Question

Determine which of the following properties are intensive and which are extensive: (a) length, (b) volume, (c) temperature, (d) mass

Short answer

(a) Length - Extensive, (b) Volume - Extensive, (c) Temperature - Intensive, (d) Mass - Extensive.

Step-by-step solution

Understanding Intensive and Extensive Properties

First, let's define what intensive and extensive properties are. Intensive properties do not depend on the amount of matter present. Common examples include temperature, density, and color. Extensive properties depend on the amount of matter. Examples include mass, volume, and length.

Analyze Property (a) - Length

Length is an extensive property because it depends on the amount or size of the material present. If you combine two rods, the total length will be the sum of the individual lengths, showing dependency on the amount.

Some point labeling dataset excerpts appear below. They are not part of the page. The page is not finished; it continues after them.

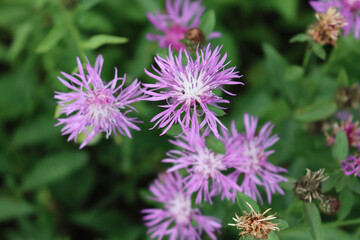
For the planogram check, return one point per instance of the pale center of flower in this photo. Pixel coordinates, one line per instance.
(101, 109)
(253, 153)
(208, 163)
(180, 208)
(191, 87)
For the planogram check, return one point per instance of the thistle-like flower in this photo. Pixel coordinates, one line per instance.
(351, 166)
(308, 187)
(177, 219)
(249, 153)
(255, 224)
(180, 16)
(188, 90)
(205, 167)
(94, 106)
(351, 129)
(327, 27)
(349, 9)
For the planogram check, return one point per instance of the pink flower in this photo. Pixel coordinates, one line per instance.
(249, 150)
(351, 166)
(181, 15)
(188, 89)
(206, 168)
(177, 219)
(94, 106)
(349, 9)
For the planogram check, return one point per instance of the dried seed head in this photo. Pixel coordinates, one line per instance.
(328, 26)
(193, 38)
(255, 224)
(329, 205)
(308, 187)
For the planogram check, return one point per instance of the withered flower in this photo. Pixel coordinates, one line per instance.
(308, 187)
(329, 205)
(327, 27)
(255, 224)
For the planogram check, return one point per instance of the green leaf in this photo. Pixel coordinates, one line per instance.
(98, 40)
(343, 80)
(51, 39)
(318, 111)
(340, 149)
(54, 168)
(347, 200)
(208, 21)
(301, 37)
(319, 51)
(11, 208)
(242, 199)
(313, 221)
(293, 73)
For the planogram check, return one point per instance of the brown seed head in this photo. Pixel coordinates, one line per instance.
(308, 187)
(255, 224)
(327, 27)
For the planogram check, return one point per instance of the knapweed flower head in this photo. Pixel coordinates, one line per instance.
(180, 17)
(177, 219)
(255, 224)
(349, 9)
(205, 167)
(328, 26)
(351, 165)
(308, 187)
(188, 89)
(351, 129)
(250, 153)
(94, 106)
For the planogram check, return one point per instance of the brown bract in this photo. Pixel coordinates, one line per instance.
(255, 224)
(327, 27)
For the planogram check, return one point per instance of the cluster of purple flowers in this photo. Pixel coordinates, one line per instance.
(187, 85)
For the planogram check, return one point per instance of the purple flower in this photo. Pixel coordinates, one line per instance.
(177, 218)
(349, 9)
(93, 106)
(351, 166)
(181, 15)
(250, 151)
(204, 167)
(188, 90)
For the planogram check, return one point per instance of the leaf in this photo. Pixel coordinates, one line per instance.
(98, 40)
(347, 200)
(313, 221)
(208, 21)
(53, 168)
(51, 39)
(343, 80)
(11, 208)
(319, 51)
(242, 198)
(301, 37)
(318, 111)
(293, 73)
(340, 149)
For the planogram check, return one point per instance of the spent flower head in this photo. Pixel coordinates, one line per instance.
(328, 26)
(349, 9)
(308, 187)
(250, 153)
(206, 168)
(177, 219)
(180, 17)
(188, 89)
(94, 106)
(255, 224)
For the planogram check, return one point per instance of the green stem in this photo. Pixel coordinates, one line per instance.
(73, 30)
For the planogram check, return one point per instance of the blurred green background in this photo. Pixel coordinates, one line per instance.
(52, 190)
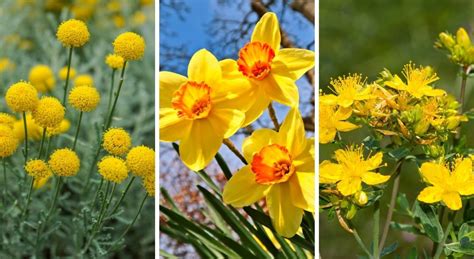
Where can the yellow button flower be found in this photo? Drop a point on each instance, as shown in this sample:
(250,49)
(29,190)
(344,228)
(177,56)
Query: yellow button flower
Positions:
(73,33)
(64,162)
(21,97)
(42,78)
(447,185)
(200,110)
(49,112)
(281,169)
(351,170)
(84,98)
(113,169)
(130,46)
(271,71)
(332,120)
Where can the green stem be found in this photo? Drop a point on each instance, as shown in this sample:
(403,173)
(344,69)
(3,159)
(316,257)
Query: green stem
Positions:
(77,131)
(67,76)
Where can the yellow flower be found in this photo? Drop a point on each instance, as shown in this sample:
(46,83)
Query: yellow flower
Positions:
(271,71)
(117,141)
(351,170)
(64,162)
(42,78)
(141,161)
(114,61)
(418,81)
(49,112)
(130,46)
(63,73)
(347,89)
(447,185)
(113,169)
(84,79)
(84,98)
(21,97)
(73,33)
(37,168)
(281,169)
(200,110)
(332,120)
(8,141)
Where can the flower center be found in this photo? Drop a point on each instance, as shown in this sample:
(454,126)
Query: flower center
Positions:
(273,164)
(255,60)
(192,100)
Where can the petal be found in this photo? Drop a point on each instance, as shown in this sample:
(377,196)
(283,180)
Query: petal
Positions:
(452,200)
(200,146)
(431,194)
(227,120)
(268,30)
(374,178)
(297,61)
(172,127)
(204,67)
(243,190)
(302,190)
(286,218)
(169,83)
(259,139)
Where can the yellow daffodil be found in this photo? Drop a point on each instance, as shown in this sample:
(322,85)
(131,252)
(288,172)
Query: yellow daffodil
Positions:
(347,89)
(351,170)
(281,169)
(332,120)
(446,185)
(418,81)
(201,110)
(271,71)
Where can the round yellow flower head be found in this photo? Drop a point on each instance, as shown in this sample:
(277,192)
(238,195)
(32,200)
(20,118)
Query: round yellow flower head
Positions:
(84,98)
(63,127)
(113,169)
(130,46)
(63,73)
(42,78)
(8,141)
(49,112)
(73,33)
(114,61)
(37,168)
(7,119)
(21,97)
(117,141)
(84,79)
(141,161)
(64,162)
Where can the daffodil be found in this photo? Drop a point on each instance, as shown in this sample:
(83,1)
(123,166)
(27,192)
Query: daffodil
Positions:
(281,169)
(447,185)
(271,71)
(418,81)
(351,170)
(201,110)
(331,120)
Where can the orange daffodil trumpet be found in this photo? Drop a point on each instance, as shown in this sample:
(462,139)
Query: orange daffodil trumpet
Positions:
(271,71)
(200,110)
(281,169)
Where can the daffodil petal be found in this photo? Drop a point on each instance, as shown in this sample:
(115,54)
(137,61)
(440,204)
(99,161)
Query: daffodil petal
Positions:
(267,30)
(286,218)
(302,190)
(242,189)
(204,67)
(172,127)
(169,83)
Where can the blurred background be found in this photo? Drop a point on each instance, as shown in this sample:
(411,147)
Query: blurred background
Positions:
(366,37)
(222,27)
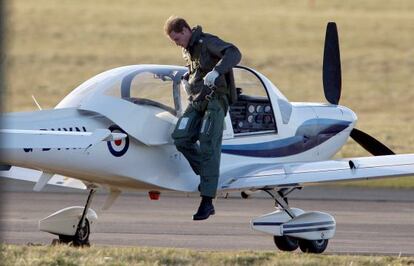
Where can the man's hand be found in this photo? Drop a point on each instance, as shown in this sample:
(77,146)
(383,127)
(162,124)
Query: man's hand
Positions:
(186,86)
(210,78)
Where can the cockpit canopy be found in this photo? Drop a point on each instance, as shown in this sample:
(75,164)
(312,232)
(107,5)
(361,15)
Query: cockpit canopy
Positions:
(159,86)
(141,84)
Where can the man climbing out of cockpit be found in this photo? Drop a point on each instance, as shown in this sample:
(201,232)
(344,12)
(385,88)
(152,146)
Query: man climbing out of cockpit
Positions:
(209,60)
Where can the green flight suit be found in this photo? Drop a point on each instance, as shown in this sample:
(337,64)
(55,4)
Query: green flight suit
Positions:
(203,119)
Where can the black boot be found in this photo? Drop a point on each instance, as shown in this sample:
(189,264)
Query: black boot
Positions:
(205,210)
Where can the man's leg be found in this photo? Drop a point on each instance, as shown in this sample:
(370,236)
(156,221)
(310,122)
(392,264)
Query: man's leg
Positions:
(186,135)
(211,133)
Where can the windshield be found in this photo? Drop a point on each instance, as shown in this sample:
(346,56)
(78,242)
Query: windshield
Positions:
(140,84)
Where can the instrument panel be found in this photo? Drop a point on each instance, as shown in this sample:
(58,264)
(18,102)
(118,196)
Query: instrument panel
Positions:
(252,116)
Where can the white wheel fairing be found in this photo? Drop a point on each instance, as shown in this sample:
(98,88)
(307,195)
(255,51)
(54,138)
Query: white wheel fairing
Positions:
(118,147)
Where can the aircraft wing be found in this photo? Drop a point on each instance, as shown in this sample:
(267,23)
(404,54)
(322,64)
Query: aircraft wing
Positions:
(18,138)
(41,178)
(300,174)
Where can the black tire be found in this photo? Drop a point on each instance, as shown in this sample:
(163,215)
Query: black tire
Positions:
(286,243)
(64,239)
(81,237)
(313,246)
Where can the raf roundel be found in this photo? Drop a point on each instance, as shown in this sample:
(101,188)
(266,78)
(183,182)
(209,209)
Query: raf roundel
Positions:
(118,147)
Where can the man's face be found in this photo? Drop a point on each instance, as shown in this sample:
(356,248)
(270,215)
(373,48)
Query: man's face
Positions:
(181,38)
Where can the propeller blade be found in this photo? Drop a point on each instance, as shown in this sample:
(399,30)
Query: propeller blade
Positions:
(370,144)
(331,65)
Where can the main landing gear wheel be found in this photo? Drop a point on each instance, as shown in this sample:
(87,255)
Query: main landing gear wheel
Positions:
(313,246)
(80,239)
(286,243)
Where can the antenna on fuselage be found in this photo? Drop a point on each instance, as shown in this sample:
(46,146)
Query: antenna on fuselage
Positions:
(38,105)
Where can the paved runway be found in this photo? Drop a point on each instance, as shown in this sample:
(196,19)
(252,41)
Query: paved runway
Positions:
(368,221)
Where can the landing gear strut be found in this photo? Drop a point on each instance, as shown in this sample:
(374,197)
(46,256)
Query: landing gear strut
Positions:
(81,237)
(291,243)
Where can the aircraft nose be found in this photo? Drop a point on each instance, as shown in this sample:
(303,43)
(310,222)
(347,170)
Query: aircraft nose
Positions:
(349,115)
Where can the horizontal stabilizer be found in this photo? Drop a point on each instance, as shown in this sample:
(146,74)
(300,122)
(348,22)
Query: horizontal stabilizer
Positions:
(19,139)
(30,175)
(299,174)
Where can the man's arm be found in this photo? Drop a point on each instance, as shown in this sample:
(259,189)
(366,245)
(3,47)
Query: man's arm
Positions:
(229,54)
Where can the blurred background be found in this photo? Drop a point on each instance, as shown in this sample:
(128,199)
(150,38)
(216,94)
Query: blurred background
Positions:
(53,46)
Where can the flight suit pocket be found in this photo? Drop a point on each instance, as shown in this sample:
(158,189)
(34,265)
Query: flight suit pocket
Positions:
(186,126)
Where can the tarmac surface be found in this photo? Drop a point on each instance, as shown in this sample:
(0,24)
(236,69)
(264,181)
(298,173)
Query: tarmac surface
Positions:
(369,221)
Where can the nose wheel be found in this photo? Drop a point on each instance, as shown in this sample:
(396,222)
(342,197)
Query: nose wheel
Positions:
(313,246)
(288,243)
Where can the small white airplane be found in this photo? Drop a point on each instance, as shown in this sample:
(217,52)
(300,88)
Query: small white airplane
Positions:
(113,132)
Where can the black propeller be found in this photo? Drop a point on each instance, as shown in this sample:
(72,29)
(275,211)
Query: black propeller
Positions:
(369,143)
(332,88)
(332,65)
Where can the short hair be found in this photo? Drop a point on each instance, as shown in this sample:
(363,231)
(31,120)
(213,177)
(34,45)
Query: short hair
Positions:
(175,24)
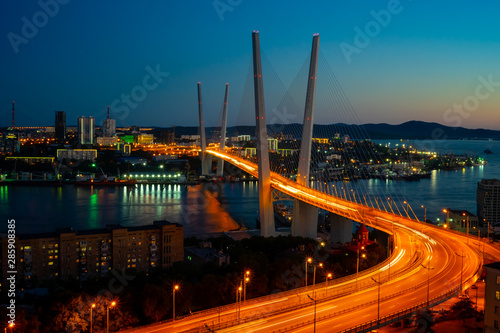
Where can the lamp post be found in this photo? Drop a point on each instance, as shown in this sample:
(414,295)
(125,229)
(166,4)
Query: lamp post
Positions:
(308,261)
(389,203)
(428,278)
(314,300)
(407,208)
(467,226)
(11,325)
(174,289)
(246,279)
(314,274)
(378,301)
(239,303)
(91,308)
(447,211)
(110,305)
(357,264)
(328,276)
(461,269)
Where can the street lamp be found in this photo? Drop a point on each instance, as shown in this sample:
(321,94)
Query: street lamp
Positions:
(357,263)
(174,289)
(314,274)
(378,301)
(428,277)
(110,305)
(407,208)
(308,261)
(91,308)
(239,303)
(246,279)
(328,276)
(447,211)
(314,300)
(389,203)
(462,269)
(463,214)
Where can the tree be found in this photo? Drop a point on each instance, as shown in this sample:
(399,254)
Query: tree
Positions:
(463,309)
(155,302)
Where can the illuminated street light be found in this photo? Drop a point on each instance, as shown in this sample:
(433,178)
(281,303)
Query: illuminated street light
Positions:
(328,276)
(463,214)
(308,261)
(91,307)
(314,300)
(174,289)
(11,325)
(428,277)
(110,305)
(246,279)
(239,301)
(357,264)
(378,302)
(462,269)
(447,216)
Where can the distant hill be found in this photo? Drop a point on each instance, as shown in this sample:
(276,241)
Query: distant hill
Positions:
(416,130)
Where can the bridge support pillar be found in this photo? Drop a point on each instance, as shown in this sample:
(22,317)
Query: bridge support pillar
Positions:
(206,161)
(266,213)
(305,220)
(305,216)
(340,229)
(222,146)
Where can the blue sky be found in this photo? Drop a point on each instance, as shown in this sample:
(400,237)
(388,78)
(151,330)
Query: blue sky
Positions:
(419,63)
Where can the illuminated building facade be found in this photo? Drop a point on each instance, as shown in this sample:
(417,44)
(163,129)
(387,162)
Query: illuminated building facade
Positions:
(60,126)
(86,130)
(488,200)
(84,254)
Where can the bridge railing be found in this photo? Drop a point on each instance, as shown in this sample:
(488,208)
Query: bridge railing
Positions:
(321,296)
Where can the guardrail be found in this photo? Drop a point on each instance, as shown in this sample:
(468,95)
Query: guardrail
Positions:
(377,323)
(234,322)
(232,306)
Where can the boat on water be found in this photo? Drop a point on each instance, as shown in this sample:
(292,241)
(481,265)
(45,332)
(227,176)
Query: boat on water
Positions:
(105,182)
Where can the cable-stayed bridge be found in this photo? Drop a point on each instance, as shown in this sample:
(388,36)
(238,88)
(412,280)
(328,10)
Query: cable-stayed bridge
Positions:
(428,264)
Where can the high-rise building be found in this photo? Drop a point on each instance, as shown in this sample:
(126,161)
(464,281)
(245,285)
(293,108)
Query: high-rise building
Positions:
(488,200)
(60,126)
(108,127)
(86,127)
(492,297)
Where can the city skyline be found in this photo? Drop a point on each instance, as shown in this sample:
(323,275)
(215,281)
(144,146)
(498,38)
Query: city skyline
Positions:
(396,61)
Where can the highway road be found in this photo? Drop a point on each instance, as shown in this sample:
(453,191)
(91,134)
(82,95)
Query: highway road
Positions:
(426,260)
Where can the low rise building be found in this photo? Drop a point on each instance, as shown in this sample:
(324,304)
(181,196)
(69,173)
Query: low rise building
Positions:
(82,254)
(77,154)
(204,253)
(492,298)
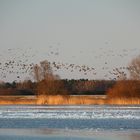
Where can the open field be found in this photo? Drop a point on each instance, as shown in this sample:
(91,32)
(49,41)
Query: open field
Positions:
(68,100)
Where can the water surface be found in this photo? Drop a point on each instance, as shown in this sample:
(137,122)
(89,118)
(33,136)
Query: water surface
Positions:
(70,122)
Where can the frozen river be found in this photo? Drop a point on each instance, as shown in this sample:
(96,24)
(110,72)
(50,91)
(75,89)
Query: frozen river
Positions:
(69,122)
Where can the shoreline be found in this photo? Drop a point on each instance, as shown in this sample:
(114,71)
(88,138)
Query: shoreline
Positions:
(66,100)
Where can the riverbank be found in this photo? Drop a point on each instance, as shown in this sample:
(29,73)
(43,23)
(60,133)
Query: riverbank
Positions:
(67,100)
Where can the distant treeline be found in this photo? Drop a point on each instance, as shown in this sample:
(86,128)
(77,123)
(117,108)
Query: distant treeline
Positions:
(73,87)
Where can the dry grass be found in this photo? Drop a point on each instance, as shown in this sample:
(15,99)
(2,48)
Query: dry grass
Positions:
(124,101)
(70,100)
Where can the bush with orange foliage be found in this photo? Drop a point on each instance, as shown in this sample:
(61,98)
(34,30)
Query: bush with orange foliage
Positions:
(125,89)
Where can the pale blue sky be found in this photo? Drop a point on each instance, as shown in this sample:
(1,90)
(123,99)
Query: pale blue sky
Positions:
(89,32)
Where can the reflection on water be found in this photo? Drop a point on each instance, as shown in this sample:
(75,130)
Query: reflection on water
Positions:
(56,134)
(69,122)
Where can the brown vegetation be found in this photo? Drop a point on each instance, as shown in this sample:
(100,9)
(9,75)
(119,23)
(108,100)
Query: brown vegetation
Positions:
(125,89)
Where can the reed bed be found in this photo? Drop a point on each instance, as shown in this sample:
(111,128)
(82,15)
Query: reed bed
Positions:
(70,100)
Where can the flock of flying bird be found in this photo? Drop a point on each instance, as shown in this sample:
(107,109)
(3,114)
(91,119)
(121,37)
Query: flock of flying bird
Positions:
(20,65)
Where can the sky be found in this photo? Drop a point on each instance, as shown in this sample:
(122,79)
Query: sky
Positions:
(103,34)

Analyze Property (b) - Volume

Volume is an extensive property since it changes with the quantity of the substance. If you have two liters of water and add another liter, the volume becomes three liters, which reflects the dependency on the amount.

Analyze Property (c) - Temperature

Temperature is an intensive property because it does not depend on the amount of substance present. Whether you have a liter of water or just a milliliter, the temperature can remain the same given the same conditions.

Analyze Property (d) - Mass

Mass is an extensive property as it depends on the amount of substance. More substance means more mass, showing its dependency on the quantity of matter.

Key concepts

Extensive Properties

Extensive properties are those which grow or shrink depending on the amount of matter in a sample. Simply put, these properties are linked to how much stuff you have. When you add or take away material, extensive properties change. For example, if you have a 500g block of cheese and add another 500g block, the total mass becomes 1000g. This demonstrates that mass is an extensive property because it changes with quantity. Similarly, length also falls under this category. If you take two equal lengths of rope, say each 5 meters, and join them, you now have a rope that’s 10 meters long. This illustrates how length is directly dependent on the amount of material and hence is extensive. Volume, another extensive property, behaves similarly. Pouring one liter of milk into a container and then adding another liter increases the total volume to two liters, making volume clearly dependent on the amount of substance.

Intensive Properties

Intensive properties are different from extensive properties. These do not change with the amount of substance present. No matter how much or how little of a substance you have, these properties stay the same. Temperature is an excellent example of an intensive property. Imagine you have one cup of coffee and a full pot, both at 90°C. Even though the amounts differ, the temperature remains constant in both cases as long as they are under the same conditions. Another common intensive property is density. Consider a block of gold; whether you have a tiny gold nugget or a giant gold bar, the density remains the same. Thus, intensive properties are specifically useful as they can characterize substances without depending on their quantity.

Physical Properties in Chemistry

Physical properties are attributes that can be observed or measured without changing the substance’s chemical identity. These are crucial in identifying and characterizing materials. Among these, properties are divided into two main categories: intensive and extensive. Physical properties are typically unique to each material and are quite useful in the fields of chemistry and materials science.

• Example: The melting point of ice is a physical property that can be observed without imparting any change to the chemical structure of water.
• Other Examples: Ductility, hardness, and conductivity also count as physical properties.

Understanding these properties help us get insights into the behavior of substances under different scenarios. For example, knowing the boiling point of a liquid can help in designing equipment for distillation processes.